ICoeuss OP t1_jdkr40n wrote on March 25, 2023 at 2:37 AM

Reply to comment by The_D0lph1n in I turned my X2HRs to Sundaras by ICoeuss

Thank you very much for sharing your knowledge. I can't say I am qualified to fully understand everything you said (and it's even harder to do so because English isn't my first language) so I have a few questions if you don't mind.

What exactly is "cumulative distortion from the lower registers"? That and FR are the only 2 things that determine a headphones' resolution/tonal contrast then, correct?

I always thought that angled/far drivers or different sized drivers have different soundstages because pinna changes the FR of the sound that is entering ear canals differently. Therefore spaciousness and directionality of the sound is mostly (maybe even entirely) determined by pinna and since in-ear mics roughly measure the sound arriving my ear canal entrance (so it takes the interaction between the headphones and my HRTF including my pinna into account), can we really not replicate soundstage using EQ? If we can fully match the 2 sounds entering my ear canal, my eardrum should hear identical sounds as ear canal will react identically to both sounds, should it not?

If I understand correctly overshoot in impulse response level is slam. So if an impulse of larger than intended amplitude is created it will have more slam and maybe will sound nicer but is it the intended sound? I'm not asking if it's intended by the music producer, I'm asking if it's closer and more accurate to the digital input.

I've heard from multiple people that most headphones are "minimum phase". I don't know what exaclty "minimum phase" is but what I understood from it is that in CSD plots, if there's a peak in FR there will be a peak in decay time and vice versa and they match well enough so that it is under audibility threshold so they don't matter. Is this correct?

I now strongly agree on the idea that "momentary SPL at the eardrum is nearly everything" as FRs don't show how the headphones react when more than one particular frequency is played.

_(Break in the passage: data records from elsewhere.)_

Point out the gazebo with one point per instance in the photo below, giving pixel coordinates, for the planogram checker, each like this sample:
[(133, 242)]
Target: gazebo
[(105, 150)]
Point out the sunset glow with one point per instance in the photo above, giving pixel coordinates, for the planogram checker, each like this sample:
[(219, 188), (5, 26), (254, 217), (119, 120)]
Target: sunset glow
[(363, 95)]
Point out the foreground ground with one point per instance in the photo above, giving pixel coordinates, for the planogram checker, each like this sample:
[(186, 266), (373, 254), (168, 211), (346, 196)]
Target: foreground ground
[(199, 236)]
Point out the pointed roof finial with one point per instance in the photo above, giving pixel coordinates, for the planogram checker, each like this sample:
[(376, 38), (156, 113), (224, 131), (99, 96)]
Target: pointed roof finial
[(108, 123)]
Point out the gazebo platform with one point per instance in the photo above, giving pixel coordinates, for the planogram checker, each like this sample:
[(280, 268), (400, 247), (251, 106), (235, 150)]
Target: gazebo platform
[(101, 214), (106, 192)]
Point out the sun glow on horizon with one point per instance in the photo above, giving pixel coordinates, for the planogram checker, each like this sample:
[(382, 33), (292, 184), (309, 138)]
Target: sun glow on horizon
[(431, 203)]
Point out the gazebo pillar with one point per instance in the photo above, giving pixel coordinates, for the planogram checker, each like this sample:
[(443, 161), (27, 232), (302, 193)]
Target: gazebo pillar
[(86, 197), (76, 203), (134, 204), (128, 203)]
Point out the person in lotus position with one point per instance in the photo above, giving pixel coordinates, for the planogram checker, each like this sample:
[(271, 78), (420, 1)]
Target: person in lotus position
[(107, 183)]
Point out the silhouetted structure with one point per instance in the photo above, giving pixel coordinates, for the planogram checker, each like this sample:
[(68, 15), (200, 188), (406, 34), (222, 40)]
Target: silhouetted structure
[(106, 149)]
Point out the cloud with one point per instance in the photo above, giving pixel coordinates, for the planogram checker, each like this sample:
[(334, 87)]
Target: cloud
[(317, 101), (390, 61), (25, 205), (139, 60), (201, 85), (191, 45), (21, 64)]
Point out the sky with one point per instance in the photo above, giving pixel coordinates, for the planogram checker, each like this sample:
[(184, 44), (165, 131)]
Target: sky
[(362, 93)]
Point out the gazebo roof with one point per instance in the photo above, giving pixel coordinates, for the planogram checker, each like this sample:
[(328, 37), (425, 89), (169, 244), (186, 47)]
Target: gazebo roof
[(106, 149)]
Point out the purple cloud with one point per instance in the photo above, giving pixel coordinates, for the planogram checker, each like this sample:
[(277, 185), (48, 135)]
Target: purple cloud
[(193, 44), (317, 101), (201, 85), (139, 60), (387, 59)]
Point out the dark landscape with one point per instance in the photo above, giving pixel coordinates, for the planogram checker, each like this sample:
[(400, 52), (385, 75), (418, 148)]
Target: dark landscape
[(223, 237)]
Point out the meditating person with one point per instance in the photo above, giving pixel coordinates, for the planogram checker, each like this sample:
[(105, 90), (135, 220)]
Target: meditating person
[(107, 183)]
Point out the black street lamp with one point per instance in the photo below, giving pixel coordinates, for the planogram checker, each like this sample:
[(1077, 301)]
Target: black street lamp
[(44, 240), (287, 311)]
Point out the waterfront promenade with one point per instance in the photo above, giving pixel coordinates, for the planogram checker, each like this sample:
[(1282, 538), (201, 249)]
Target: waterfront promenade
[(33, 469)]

So if a headphone can't keep up when multiple instruments intended to sound like they're coming from different directions are played, I think the sounds might bleed into each other and hurt the fine details of the sounds and the sense of directionality. Could this be what people refer to when they use the terms "separation, resolution, imaging"? And I have a feeling this is related to the attack and decay speed of the headphones, is this true?

The_D0lph1n t1_jdl4vif wrote on March 25, 2023 at 4:45 AM

When I mentioned cumulative distortion, I'm referring to how the energy present at a specific frequency in a multi-band signal is comprised not just the energy in the signal itself, but of it summed with all of the distortion products of lower tones. For example, the amplitude at 2 KHz is not just the 2 KHz component in the signal, but also includes energy from the 2nd harmonic distortion of the 1 KHz component, the 3rd harmonic of the 666.66 Hz component, the 4th harmonic of the 500 Hz component, etc. That's what I meant by cumulative: the level at each frequency depends not just on what's in the signal, but on the distortion components of lower frequencies that are played at the same time which lie at the same frequency.

In theory, if you could exactly match the waveform seen at the eardrum, then yes, you would hear exactly the same soundstage and imaging. However, I have never been able to properly do this in practice with over-ear headphones. Additionally, I've heard from an acoustic engineer that soundstage is partially influenced by physical factors; if the headphone is touching your ears, it hurts the illusion of soundstage because your brain knows that the sound is coming from right outside of your ear. In general, the brain prioritizes non-auditory inputs. That's why the McGurk Effect exists: when there's a conflict between what your eyes see and your ears hear, you literally hear what your eyes see, even if the actual auditory input doesn't match.

Regarding overshoot, in theory, less overshoot means it's more accurate to the input signal. That's what Dan Clark says to justify the macrodynamic performance of his headphones; he says that other headphones overshoot in their impulse responses, but his headphones do not. Many people think his headphones sound really dead and lifeless as a result, but that's where science meets art. If the music was produced on gear that has more overshoot, it probably has lower dynamic swings in the signal. Should the headphone reproduce the signal as is, or should it try to reproduce the dynamics that were in the original performance, but weren't mastered into the signal? There's no single right answer to that question, it's a matter of design philosophy and preference.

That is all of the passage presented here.